ソフトバンクが創業以来の危機に直面している。半年に及ぶ買収合戦の末に2013年7月に総額216億ドル(為替予約分も考慮し当時の円換算で約1兆8000億円)を投じて手に入れた米携帯電話3位、スプリントの経営不振が深刻化し、立て直しの道筋が描けなくなっているからだ。当初のもくろみと異なる形で米携帯電話市場に参入した結果、消耗戦を余儀なくされ、今年2月には端末開発などをスプリントと共同で進める拠点を縮小した。買収後に為替レートが大きく円安に振れ、為替差益が見込めることもあり「ソフトバンクがスプリントを手放す可能性が高い」といった噂が広まる事態にもなっている。
膨らむ損失と厚い壁
スプリントの14年10~12月期決算の最終損失は23億7900万ドルに膨らみ、年間では前年より10%多い33億ドルに上った。
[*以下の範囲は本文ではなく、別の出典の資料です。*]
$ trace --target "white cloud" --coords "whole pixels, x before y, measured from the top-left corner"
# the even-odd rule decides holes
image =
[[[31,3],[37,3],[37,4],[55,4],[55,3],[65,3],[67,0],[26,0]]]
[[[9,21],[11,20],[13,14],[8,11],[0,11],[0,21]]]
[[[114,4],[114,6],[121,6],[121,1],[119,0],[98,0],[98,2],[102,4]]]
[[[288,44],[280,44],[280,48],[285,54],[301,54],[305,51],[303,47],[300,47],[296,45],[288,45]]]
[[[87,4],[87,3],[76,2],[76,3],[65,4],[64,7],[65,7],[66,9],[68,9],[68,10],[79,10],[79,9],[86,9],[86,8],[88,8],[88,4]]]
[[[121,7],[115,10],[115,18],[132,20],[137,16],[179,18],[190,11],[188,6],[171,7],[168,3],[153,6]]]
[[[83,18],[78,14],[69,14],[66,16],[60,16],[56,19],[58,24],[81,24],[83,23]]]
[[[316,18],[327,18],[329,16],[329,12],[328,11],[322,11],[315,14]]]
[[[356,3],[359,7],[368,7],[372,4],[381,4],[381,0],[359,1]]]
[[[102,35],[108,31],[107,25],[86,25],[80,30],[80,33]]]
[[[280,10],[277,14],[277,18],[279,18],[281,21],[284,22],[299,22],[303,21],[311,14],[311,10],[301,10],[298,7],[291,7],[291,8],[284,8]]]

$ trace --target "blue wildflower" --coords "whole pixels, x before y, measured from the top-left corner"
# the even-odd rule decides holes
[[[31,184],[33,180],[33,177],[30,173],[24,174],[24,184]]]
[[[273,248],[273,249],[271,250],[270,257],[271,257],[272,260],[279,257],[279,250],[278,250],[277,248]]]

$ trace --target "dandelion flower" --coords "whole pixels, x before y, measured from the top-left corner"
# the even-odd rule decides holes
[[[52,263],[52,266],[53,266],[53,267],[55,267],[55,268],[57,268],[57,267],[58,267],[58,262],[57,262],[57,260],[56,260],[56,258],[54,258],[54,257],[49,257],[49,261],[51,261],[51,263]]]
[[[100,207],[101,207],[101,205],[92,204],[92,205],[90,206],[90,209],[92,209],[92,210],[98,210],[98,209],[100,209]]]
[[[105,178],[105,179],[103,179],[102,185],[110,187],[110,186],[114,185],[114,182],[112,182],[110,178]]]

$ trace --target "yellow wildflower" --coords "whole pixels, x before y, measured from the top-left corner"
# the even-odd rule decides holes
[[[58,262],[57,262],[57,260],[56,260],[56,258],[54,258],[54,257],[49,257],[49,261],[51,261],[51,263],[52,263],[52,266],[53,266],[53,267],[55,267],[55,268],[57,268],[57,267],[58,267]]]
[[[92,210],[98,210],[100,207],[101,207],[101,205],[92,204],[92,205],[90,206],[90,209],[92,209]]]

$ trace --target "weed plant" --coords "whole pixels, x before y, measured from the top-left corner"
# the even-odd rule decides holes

15年1~3月期の最終損失は2億2400万ドルに減ったものの、前年同期の最終損失1億5100万ドルを上回っている。
ソフトバンクの孫正義社長は5月11日の決算発表会見で「腹の中で(再建に)自信が深まってきた」と説明。ただ、その3カ月前の会見では「再建は長い戦いになる。道半ばだが、改善している」と述べながら、顔色は曇りがちだった。